Okay. I am a writer.

But not really.
I think I’ve just always thought things out better when I write them rather than just speak them. And, I guess that’s why I write. Because I’m kind of impulsive with my mouth, and words sometimes fly out before I catch them and take the time to mold them into beautiful when I just talk.
But writing, well, it makes me think stuff through. It lets me sculpt art from letters, put together meaningful with what would otherwise sound either mad or blurby like Charlie Brown’s teacher.
It was true when I wrote that letter to my first real boyfriend, the one who tore up my heart with his verbal abuse. About three months after we broke up, my heart was learning to forgive him, so I wrote him a letter.

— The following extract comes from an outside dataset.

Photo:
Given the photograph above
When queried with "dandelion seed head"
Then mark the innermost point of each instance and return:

Because I had things that needed saying. Words that needed out sans his input.
It’s always been true of my praying as well. I have who-knows-how-many journals from high school and college and my early married years. I have some from early motherhood days, too. And one from the year we lived in Paris for four months.

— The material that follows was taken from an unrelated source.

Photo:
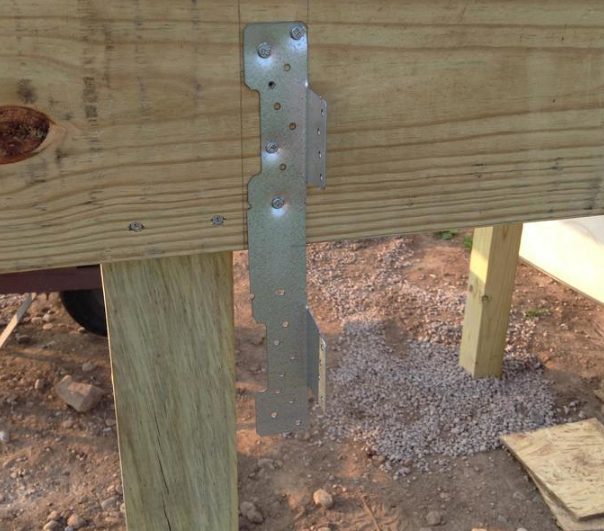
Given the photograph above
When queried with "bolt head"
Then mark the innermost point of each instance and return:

Because when I write, I am focused. When I am focused, I am intentional.
And when I pray, I want to intentionally communicate with the One I call the Lord of my life.
Otherwise, my mind just wanders and I end up pleading with God at the end of a sentence whose beginning I cannot remember. Then I try to track it back to its beginning, and before I know it, I’m lost inside anything but actual communion with God.

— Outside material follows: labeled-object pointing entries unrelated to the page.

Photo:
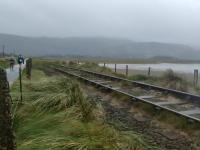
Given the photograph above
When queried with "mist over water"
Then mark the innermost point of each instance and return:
(179, 68)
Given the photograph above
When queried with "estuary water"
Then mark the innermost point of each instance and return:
(179, 68)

I picked up my prayer journal again on Wednesday morning for Lent.
It was the first day of the season, one I am learning to love. Because I like the idea of seeking God more intimately in tangible ways. So I asked God what I might offer, some area of my life that needed more stripping.
All the while, I kept thinking about prayer and how I haven’t really done it intentionally in a long, long time.
I realized I’ve not just sat, quiet-like, pen in hand, no agenda but time alone with the God Who is with me.
Because I’ve been writing a lot. Trying to figure out how I can serve God better and extrapolate on His Word more. Yes, over the last few months, I have spent a lot of time reading the Bible. I’ve been writing about it, too. But the communion part of reading His Word has somehow fallen by the wayside and turned into writing about it instead. Somehow, I’ve lost the listening to God speak part of hearing His Word. And I miss hearing from Him. I miss the pouring out my heart and looking for His.
So I’m writing letters to God for Lent. Pouring out my heart with a Stabilo and my awesome green-leather notebook every morning for at least 15 minutes.
This week’s mornings have been easy because my kids are on holiday from school and we don’t get up at o-dark-thirty. But Monday promises to be more of a challenge. You know, when getting up 15 minutes earlier feels like a life-or death decision. So I started praying about it today. You know, because I believe the One Who Hears wants me to know Him and love Him so well that I can’t help but yearn for that time with Him, even from the it’s-so-early-it’s-still-dark-outside comfort of my warm and cozy bed.
Are you practicing Lent this year? Can I pray for you?